The memory is almost as old as I am – when I received a spanking for having ventured out of my classroom and into another. I also received a toffee and a hug as soon as I reached home and another spanking in the evening as I messed up with my homework, only to be put to bed with a fairy tale and a kiss.
Those are the fondest memories of my childhood. Those are the moments I cherish most and those are the times I will never forget. And those are the experiences that contributed to my growing up in an atmosphere of love, compassion, discipline and a lot of fun.
And, no, it was not my mother who was responsible – it was my ‘bhua’ – “Kuki Bhua”, who had taken it upon herself to see me through those years. She played with me, she took me out, she sneaked me ice cream even when I had a cold and was the first to step in when I became victim of my mother’s sometimes furious temper.
She discreetly made sure I was at ease in the school where she was one of the teachers and where she proudly brought chocolates to distribute among my classmates, making me their hero.

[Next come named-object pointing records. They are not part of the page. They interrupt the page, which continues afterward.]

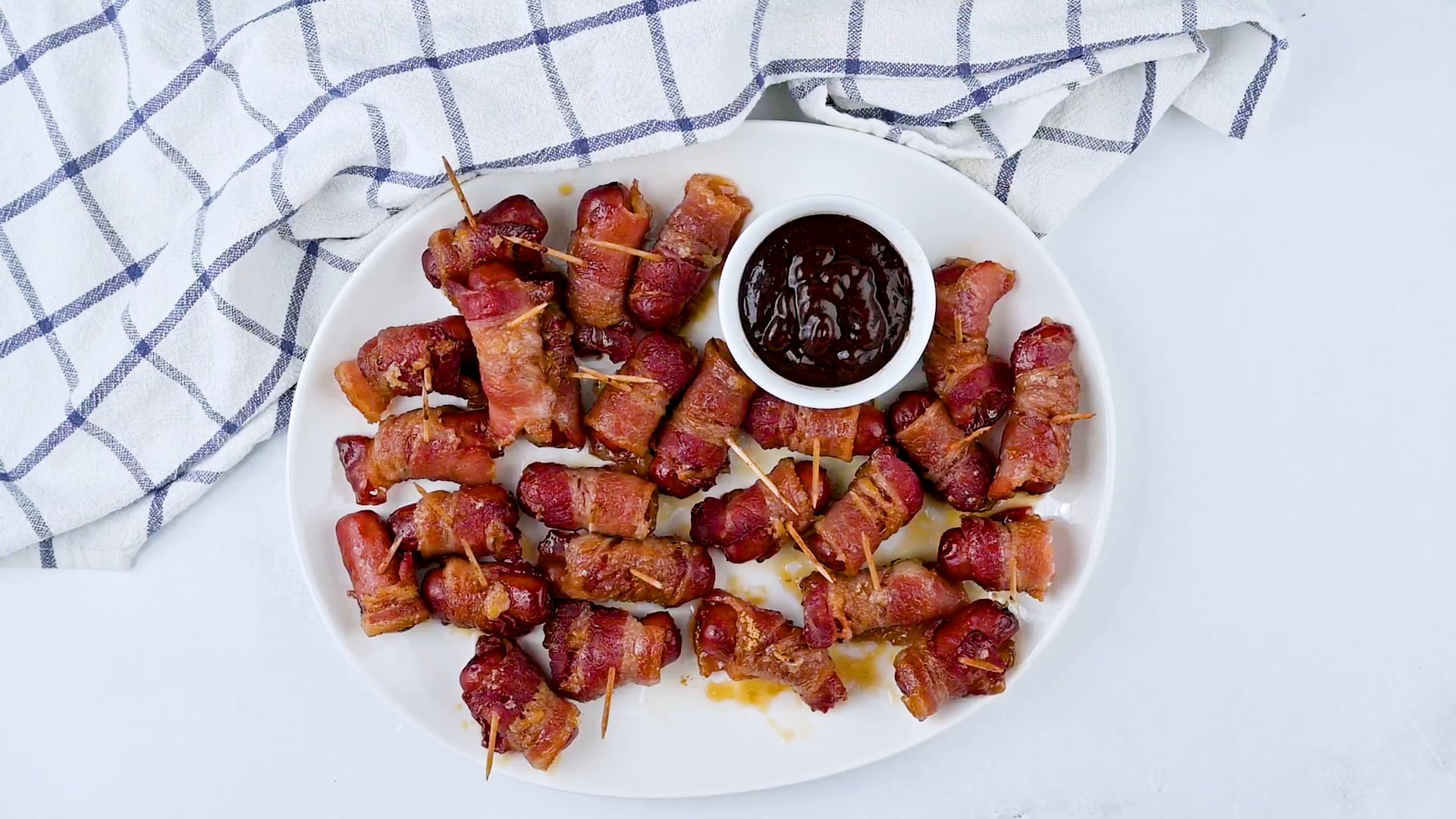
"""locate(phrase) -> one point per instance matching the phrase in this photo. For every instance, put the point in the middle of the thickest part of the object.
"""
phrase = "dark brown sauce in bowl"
(826, 300)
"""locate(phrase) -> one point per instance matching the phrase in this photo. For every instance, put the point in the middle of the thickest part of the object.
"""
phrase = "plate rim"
(791, 130)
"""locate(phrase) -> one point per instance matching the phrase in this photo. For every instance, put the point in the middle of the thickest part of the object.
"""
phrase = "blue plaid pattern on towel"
(188, 183)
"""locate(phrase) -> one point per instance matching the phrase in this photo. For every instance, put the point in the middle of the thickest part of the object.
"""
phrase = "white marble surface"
(1270, 632)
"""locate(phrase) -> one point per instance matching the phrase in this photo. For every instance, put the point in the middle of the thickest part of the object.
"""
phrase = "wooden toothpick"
(767, 484)
(1014, 570)
(814, 482)
(469, 215)
(606, 706)
(612, 379)
(628, 249)
(870, 560)
(479, 573)
(528, 315)
(647, 579)
(808, 554)
(983, 665)
(490, 751)
(424, 404)
(538, 246)
(389, 558)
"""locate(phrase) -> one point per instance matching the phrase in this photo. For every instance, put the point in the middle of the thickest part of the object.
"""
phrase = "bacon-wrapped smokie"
(750, 643)
(622, 420)
(561, 360)
(693, 242)
(506, 318)
(692, 447)
(965, 656)
(1014, 545)
(394, 363)
(840, 433)
(881, 499)
(501, 681)
(585, 640)
(384, 592)
(596, 292)
(667, 572)
(453, 253)
(595, 499)
(452, 445)
(752, 523)
(1037, 441)
(909, 594)
(959, 466)
(974, 384)
(479, 521)
(511, 599)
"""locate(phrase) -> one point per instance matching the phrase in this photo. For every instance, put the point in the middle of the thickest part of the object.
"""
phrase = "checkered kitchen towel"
(185, 184)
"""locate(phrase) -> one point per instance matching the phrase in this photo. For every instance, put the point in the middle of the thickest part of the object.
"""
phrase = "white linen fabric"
(187, 184)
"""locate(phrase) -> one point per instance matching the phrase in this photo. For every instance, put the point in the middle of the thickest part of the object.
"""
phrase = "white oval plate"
(736, 746)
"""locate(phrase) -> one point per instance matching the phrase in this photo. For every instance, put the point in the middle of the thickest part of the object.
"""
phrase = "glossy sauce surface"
(826, 300)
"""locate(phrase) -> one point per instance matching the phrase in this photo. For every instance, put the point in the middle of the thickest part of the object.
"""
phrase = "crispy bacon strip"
(884, 496)
(513, 599)
(976, 387)
(622, 423)
(930, 672)
(595, 499)
(584, 640)
(993, 551)
(394, 363)
(957, 465)
(386, 594)
(750, 643)
(667, 572)
(909, 594)
(840, 433)
(596, 290)
(691, 450)
(503, 682)
(1036, 447)
(453, 253)
(693, 242)
(478, 521)
(504, 314)
(752, 523)
(459, 449)
(561, 360)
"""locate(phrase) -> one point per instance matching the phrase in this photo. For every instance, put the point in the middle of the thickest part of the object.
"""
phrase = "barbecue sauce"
(826, 300)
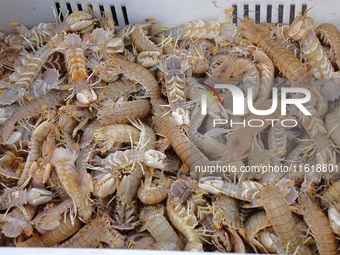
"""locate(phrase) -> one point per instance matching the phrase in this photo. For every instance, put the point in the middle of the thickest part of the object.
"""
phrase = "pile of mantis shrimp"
(102, 134)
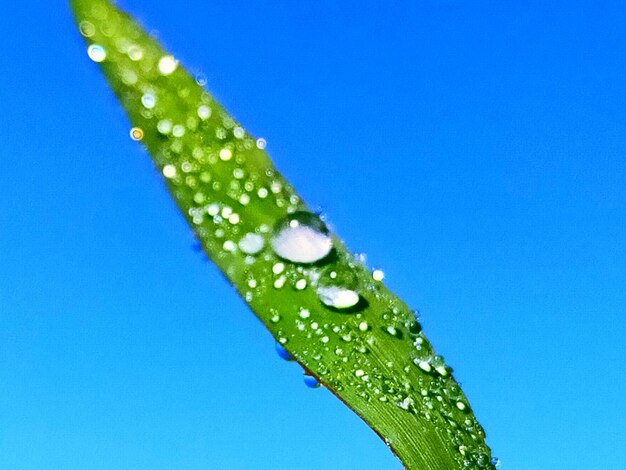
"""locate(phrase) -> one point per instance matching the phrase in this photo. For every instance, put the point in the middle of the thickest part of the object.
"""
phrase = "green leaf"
(331, 313)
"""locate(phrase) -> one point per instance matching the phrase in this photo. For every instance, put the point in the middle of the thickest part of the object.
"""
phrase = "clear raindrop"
(251, 243)
(311, 381)
(302, 238)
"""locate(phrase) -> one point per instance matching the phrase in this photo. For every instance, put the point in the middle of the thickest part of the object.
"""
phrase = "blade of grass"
(335, 318)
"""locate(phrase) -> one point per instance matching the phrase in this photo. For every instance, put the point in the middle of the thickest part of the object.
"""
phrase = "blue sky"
(474, 150)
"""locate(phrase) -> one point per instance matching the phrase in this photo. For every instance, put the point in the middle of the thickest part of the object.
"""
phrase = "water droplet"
(302, 238)
(280, 282)
(226, 154)
(87, 29)
(251, 243)
(337, 287)
(278, 268)
(229, 245)
(311, 381)
(204, 112)
(135, 52)
(169, 171)
(167, 65)
(238, 132)
(338, 297)
(148, 100)
(201, 79)
(96, 52)
(164, 126)
(178, 130)
(136, 133)
(283, 353)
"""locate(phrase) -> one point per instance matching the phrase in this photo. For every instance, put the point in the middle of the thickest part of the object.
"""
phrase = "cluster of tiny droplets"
(210, 160)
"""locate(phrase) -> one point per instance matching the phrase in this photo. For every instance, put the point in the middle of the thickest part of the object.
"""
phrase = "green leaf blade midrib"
(417, 412)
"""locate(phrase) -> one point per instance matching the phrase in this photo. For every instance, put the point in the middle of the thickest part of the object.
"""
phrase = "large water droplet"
(338, 297)
(302, 238)
(337, 287)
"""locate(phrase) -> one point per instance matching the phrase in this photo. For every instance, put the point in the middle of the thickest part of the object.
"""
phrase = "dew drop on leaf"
(302, 238)
(311, 381)
(96, 52)
(337, 287)
(283, 353)
(338, 297)
(251, 243)
(167, 65)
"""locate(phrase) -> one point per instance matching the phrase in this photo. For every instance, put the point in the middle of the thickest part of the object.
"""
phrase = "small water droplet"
(229, 246)
(164, 126)
(136, 133)
(302, 238)
(87, 29)
(283, 353)
(238, 132)
(96, 52)
(204, 112)
(311, 381)
(338, 297)
(278, 268)
(378, 275)
(251, 243)
(226, 154)
(178, 130)
(148, 100)
(169, 171)
(167, 65)
(135, 52)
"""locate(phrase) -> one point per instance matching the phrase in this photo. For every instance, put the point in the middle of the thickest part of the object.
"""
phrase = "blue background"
(474, 150)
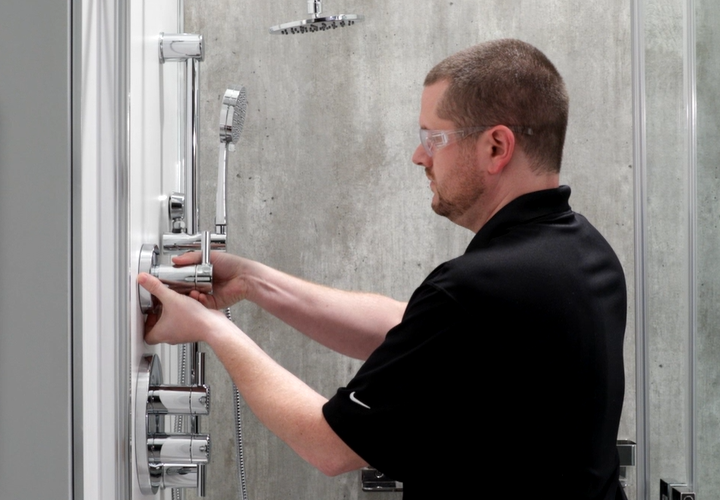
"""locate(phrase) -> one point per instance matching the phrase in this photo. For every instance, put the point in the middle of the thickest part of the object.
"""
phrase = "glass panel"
(708, 238)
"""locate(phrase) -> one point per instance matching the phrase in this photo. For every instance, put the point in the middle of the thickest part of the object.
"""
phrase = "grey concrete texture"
(667, 236)
(708, 239)
(321, 185)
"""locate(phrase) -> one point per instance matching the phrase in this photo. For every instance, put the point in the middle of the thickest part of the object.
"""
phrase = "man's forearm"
(352, 323)
(281, 401)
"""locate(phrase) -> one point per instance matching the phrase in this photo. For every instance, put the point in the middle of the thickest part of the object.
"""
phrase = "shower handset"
(232, 120)
(315, 21)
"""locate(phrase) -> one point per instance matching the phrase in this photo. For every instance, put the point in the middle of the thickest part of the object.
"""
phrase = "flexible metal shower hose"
(238, 435)
(177, 493)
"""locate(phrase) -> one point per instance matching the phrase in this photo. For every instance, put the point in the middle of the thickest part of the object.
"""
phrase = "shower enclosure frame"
(102, 378)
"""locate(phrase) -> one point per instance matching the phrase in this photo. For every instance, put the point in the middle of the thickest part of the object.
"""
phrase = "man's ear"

Then she fell ill. I was still in school when that happened. It was the power of prayer that intervened and she recovered, raised her two bright children, made sure they settled well and had their own families. We remained in touch, although we were thousands of miles apart. Several family functions came and went – I made it to a couple of them, but most I missed.
Then it happened again – the deadly illness came back – but once more she recovered, the fighter she was. Doctors said she would live to a ‘ripe old age’ and ‘play with your grandchildren’, and she did.
When I last called her up, almost a year ago; she said she was not well. However, she said she ‘could walk’. But something in that tone made me feel the worst was inevitable. She called me a few days later, spoke at length and said I should take care of myself. That was, I feared, the final goodbye. And it was.
Today, as the family bids her farewell, I am miles away. But I know she understands. She knows I am as much her favourite nephew as she is my favourite aunt.
I miss you, Bhua. I know you are watching from up there. You had a great life, you were a perfect bhua, the best mother, wife, sister, daughter and, most of all, a super human being.
God doesn’t make them like you anymore!